The Select Committee on the Scrutiny of New Taxes, chaired by Western Australian Senator Mathias Cormann, heard evidence from eight industry groups and businesses that a carbon tax will have a detrimental affect on them.

Paul Schembri, from lobby group Mackay Canegrowers, says a carbon tax will add significant costs to their bottom line,, but their principal grievance is about international competitiveness.

He says carbon tax will put the Australian sugar industry on an unlevel playing field with other countries.

"We go head to head against Thailand, Brazil, Guatemala, South Africa, those sorts of countries they don't have at this juncture a carbon tax, that makes us less competitive, less profitable," he said.

"We're not saying the sky will fall in but anyone who understands this industry knows that the price can be extremely volatile, the exchange rate can be volatile as well, and whilst we're talking about sugar prices being 30 cents a pound, I do remember them not long ago being five or six cents a pound."

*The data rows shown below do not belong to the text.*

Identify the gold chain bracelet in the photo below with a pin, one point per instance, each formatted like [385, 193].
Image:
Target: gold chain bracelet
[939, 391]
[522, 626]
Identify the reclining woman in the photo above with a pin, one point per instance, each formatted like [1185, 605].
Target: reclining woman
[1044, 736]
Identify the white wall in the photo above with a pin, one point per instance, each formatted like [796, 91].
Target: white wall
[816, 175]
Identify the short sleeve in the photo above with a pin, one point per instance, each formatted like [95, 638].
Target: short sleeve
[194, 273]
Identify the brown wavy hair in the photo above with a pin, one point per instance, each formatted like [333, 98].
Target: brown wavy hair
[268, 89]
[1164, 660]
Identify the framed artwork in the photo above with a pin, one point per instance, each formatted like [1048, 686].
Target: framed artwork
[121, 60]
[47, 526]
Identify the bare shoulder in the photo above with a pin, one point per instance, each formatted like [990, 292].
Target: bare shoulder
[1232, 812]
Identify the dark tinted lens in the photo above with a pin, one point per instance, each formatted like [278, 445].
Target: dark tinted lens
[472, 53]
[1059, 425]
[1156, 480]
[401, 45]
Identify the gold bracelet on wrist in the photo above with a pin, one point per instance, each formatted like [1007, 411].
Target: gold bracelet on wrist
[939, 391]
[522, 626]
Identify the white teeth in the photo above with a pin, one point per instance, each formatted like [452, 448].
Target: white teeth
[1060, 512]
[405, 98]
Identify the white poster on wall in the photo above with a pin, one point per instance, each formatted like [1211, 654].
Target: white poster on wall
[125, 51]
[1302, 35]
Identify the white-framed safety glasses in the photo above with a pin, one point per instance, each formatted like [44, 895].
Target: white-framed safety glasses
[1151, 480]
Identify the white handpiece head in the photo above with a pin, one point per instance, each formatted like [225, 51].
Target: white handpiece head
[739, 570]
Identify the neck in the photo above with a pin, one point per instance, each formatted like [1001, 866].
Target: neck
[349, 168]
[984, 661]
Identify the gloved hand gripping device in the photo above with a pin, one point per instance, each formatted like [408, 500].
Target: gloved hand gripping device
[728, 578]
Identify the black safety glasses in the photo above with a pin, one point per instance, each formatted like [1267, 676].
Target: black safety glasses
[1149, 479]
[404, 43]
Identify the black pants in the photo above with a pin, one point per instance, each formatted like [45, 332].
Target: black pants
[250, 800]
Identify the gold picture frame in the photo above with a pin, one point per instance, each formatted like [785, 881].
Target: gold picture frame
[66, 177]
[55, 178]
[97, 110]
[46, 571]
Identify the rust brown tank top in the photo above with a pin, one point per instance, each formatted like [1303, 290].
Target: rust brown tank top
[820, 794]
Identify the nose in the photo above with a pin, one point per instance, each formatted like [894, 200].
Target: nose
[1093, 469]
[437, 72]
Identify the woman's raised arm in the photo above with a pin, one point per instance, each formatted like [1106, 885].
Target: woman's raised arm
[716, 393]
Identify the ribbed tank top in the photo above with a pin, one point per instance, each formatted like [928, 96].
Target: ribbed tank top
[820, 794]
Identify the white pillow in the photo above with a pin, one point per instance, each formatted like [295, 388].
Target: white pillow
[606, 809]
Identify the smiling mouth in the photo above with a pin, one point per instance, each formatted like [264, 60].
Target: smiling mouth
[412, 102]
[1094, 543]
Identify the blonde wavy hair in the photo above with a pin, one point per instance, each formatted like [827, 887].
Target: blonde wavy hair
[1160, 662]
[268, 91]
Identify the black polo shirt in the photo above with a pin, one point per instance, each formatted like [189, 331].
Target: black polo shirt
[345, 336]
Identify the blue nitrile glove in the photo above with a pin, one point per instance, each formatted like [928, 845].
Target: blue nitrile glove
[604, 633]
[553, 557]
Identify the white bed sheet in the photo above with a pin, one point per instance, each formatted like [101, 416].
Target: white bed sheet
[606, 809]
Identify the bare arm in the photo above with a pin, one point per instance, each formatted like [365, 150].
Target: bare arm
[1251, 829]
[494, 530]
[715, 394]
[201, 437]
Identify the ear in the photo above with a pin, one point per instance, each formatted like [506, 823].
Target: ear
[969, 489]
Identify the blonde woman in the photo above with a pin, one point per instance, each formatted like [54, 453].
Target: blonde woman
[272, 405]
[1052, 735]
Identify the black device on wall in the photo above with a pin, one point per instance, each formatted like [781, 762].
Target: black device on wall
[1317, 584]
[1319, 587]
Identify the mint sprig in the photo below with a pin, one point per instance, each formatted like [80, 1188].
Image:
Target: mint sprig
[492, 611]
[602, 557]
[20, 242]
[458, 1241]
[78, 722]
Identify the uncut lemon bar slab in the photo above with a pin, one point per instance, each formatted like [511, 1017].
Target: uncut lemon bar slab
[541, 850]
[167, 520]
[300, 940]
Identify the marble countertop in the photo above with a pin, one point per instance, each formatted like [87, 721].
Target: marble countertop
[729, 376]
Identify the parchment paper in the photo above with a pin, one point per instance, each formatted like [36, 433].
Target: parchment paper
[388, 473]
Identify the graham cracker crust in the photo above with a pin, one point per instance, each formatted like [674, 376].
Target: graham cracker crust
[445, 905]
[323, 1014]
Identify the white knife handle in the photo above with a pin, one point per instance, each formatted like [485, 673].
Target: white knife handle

Mick Crowe, from the Mackay Whitsunday Regional Development Corporation (REDC), says he's concern a carbon tax on the coal industry will make investment in the region less attractive and affect the long term viability of mines.

"People are still going to use coal, so what it does is encourage offshore investment with no net gain to the environment, that conceptually in a carbon tax as well for Australia and the local region perplexes me and I think it needs to be addressed," he said.

"If we want to save the environment, let's do things that drive behaviour. A fugitive emissions tax on coal won't stop coal. It just shifts it out of Australia."

Submissions to the inquiry close on August 15.

There are still public hearings to be held in Canberra, the Latrobe Valley and Geelong.